Sunday, January 2, 2011

Christmas at Home

Here is a photo essay of what happens when you mix Japanese and American cultures during a Christian holiday.  

Mama's dinner on 12/23 (that's a slab of sake marinated black cod in the left corner, a rich, buttery item I could eat every night).

A behind-the-scenes view of the assembling of dinner.  Japanese meals include so many little dishes.

Dumplings steaming.

Random photo.  Just a cat who loves my mother,  and seems to know when dinner is being served.

Christmas present from coffee-aficionado-brother - drip coffee equipment including a bean grinder for one serving. Yay!...except, I am too lazy for this method...

Kabocha.  Eventually gets soft around the edges and carmelizes...

Christmas Day - mom's roast turkey dinner.

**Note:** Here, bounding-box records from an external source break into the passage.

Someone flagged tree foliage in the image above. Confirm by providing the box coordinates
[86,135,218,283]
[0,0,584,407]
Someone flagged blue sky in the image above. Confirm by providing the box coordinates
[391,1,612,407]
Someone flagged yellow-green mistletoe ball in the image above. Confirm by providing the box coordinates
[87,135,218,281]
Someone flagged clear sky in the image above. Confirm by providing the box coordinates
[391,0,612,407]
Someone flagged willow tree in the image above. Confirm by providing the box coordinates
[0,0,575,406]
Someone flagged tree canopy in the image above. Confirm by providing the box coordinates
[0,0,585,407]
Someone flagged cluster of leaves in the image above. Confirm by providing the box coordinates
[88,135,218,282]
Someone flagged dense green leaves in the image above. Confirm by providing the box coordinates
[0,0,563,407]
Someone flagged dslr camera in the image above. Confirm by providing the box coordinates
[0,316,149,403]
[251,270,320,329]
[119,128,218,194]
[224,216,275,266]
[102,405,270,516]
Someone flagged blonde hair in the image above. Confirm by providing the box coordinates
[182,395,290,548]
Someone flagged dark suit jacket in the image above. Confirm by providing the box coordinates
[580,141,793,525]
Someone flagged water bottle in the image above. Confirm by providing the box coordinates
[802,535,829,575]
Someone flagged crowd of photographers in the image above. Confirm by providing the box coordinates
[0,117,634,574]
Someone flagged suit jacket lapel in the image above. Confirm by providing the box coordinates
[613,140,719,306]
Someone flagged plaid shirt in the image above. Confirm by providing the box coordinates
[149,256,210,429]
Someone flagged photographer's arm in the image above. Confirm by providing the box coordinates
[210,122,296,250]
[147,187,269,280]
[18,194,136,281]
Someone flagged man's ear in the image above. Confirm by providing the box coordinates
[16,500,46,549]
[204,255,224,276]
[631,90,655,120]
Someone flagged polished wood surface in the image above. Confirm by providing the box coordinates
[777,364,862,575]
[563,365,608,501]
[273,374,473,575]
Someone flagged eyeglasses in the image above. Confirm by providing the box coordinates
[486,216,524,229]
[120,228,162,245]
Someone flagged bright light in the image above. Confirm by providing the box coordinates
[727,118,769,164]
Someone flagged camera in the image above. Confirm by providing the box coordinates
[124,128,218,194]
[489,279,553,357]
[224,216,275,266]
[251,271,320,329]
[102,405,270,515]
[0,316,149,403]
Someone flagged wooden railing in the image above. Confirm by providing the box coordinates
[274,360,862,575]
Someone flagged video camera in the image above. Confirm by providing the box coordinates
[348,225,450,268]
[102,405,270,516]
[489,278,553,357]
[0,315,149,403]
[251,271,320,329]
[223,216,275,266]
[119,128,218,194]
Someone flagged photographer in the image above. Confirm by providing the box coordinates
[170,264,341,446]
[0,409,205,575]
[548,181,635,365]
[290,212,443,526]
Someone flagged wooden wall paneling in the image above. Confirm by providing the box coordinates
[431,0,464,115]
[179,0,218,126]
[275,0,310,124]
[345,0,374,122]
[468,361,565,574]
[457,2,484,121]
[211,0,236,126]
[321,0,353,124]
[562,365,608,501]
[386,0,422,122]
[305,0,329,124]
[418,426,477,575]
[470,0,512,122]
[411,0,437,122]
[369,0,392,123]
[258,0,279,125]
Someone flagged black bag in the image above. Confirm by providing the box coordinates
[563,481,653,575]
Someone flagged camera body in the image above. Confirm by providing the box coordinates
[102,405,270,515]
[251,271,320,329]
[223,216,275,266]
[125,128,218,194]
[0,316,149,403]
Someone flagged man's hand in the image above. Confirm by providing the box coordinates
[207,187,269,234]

Cookies from Japanese cousins. A masterful Japanese adaptation of Russian tea cakes/Mexican wedding cakes (I call them Butter Bombs).   These came in three varieties: Earl Gray flavor, sesame and one more that I can't recall. They look bland, but they are sophisticated and terribly addictive.  
On Christmas Eve, I made a kale casserole and "Simply Delicious Cabbage." The cabbage was a huge hit.  (The pictures are way more yellow than reality.)
"Simply Delicious Cabbage" really is.
On Christmas Day, I made a warm cornmeal custard which was also successful, but I didn't take a photo of it.  All were recipes from Food52, that disgustingly gorgeous website. 

More treats from Japanese friends.  This is mizu-yokan, a red bean dessert that is subtly sweet and has the consistency of a firm custard.  Delicious with green tea.